Цапля чахла, цапля сохла, цапля сдохла. Не чета обломовским обноскам.

— Здравствуйте, — вырвалось у Эллы.

— Здравствуй, Элла, — невозмутимо ответила женщина, глядя под ноги.

— Вы знаете мое имя?

— Как не знать. В одной секции живем, — направившись в санузел, ответила Донара Васильевна.

— Хах. Вам, наверное, наш сосед сказал, да? Ведь ваше имя я от него узнала, хоть это, может быть, и неправильно… — увязавшись за женщиной, продолжала Элла.

— Почему же?

— Ну не знаю. Кажется, если люди хотят познакомиться, то они сами должны это сделать.

— Тебя что, ни разу ни с кем не знакомили? — пригубив сигарету и пуская дымок оползнем по халату, испещренному катышками и зацепками, спросила женщина. За все это время она даже не поглядела на Эллу.

— Знакомили. Знакомили только с тем, кого я видела вживую. Нас же друг другу не представили.

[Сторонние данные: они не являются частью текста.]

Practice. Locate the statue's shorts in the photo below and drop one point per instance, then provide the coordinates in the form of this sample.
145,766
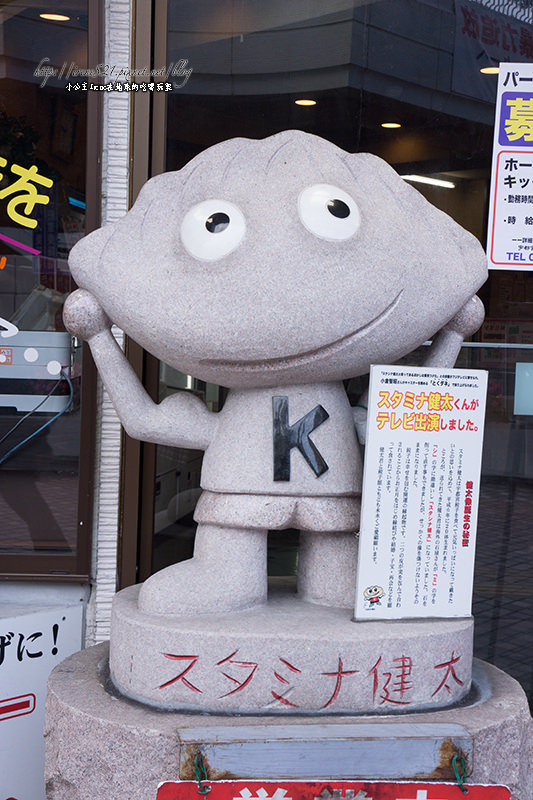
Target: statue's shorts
276,512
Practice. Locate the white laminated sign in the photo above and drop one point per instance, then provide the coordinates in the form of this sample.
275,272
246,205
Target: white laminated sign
510,233
420,492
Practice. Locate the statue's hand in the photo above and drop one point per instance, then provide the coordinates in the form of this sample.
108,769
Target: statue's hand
84,316
468,319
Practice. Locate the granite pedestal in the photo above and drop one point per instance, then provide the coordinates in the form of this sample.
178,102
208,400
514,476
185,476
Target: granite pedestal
287,657
107,747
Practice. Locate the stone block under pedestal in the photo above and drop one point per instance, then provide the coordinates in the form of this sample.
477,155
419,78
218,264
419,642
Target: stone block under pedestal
107,747
287,657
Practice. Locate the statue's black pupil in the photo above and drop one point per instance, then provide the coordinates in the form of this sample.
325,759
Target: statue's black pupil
338,208
217,223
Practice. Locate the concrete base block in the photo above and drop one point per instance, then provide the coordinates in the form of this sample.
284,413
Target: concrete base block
287,657
107,747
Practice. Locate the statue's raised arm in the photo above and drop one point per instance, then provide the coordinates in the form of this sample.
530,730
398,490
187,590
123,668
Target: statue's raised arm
181,420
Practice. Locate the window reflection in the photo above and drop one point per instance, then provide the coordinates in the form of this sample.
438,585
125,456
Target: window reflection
42,214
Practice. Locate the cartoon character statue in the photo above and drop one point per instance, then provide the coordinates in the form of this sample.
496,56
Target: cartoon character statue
373,595
277,268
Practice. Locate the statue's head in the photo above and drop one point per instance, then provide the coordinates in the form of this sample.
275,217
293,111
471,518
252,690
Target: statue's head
280,260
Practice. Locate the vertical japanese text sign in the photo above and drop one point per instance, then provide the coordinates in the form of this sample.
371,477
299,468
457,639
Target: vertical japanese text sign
420,492
510,232
32,643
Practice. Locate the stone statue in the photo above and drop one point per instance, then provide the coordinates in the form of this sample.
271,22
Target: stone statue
277,268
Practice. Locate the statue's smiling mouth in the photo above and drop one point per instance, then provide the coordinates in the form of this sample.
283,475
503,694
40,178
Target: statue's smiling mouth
300,359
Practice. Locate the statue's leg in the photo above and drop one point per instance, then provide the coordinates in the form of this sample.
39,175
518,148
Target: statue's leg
326,568
226,573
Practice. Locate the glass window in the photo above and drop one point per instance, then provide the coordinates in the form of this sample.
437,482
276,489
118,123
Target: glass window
42,214
401,79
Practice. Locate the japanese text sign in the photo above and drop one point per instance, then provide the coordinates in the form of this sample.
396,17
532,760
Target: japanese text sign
510,235
420,492
322,790
32,642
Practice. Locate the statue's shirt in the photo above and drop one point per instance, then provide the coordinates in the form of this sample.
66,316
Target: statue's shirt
286,440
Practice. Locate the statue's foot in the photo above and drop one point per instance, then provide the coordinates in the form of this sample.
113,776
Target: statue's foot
227,573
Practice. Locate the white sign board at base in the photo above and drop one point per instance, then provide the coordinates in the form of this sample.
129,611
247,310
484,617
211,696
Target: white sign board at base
420,492
510,233
32,642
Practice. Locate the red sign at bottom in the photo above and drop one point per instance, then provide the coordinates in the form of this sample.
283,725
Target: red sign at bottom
327,790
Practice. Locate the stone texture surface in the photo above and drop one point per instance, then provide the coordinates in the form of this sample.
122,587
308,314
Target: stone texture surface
108,748
284,265
287,657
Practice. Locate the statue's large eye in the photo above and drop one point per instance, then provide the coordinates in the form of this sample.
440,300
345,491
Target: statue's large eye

— А в этом была необходимость?

— Нет, естественно. Просто мы уже сколько времени бок о бок живем, а заговорили только сейчас, спустя столько дней.

— Ну-ну. Нет ничего плохого в том, деточка, что некто в беседе упомянет имя постороннего человека, если то не осквернено контекстом. Изо дня в день ты слышишь тысячи незнакомых имен, до которых тебе нет и не должно быть дела.

Непринужденный фамильярный тон даже не смутил Эллу — по крайней мере, она не выказала возмущения.

— Спорное утверждение. С чего вы взяли, что нет?

— Если ты кем-то интересуешься, значит, у тебя на него определенные виды, тебе от него что-то нужно.

— Если вы понимаете под «видами» участие и дружелюбие, то вы правы.

Несмотря на то что женщина делали глубокие затяжки, раз за разом испепеляя по три-четыре миллиметра бумаги, у нее еще оставалось полсигарты. Он вдруг ткнула бычок в банку, давая понять, что задушевной беседы не получится, и Элла решила действовать нахрапом.

— А вообще странный этот тип — наш сосед, да? Подозрительный. Всю жизнь здесь прожил, а ни добра, ни семьи не нажил. Родители-то хоть есть у него?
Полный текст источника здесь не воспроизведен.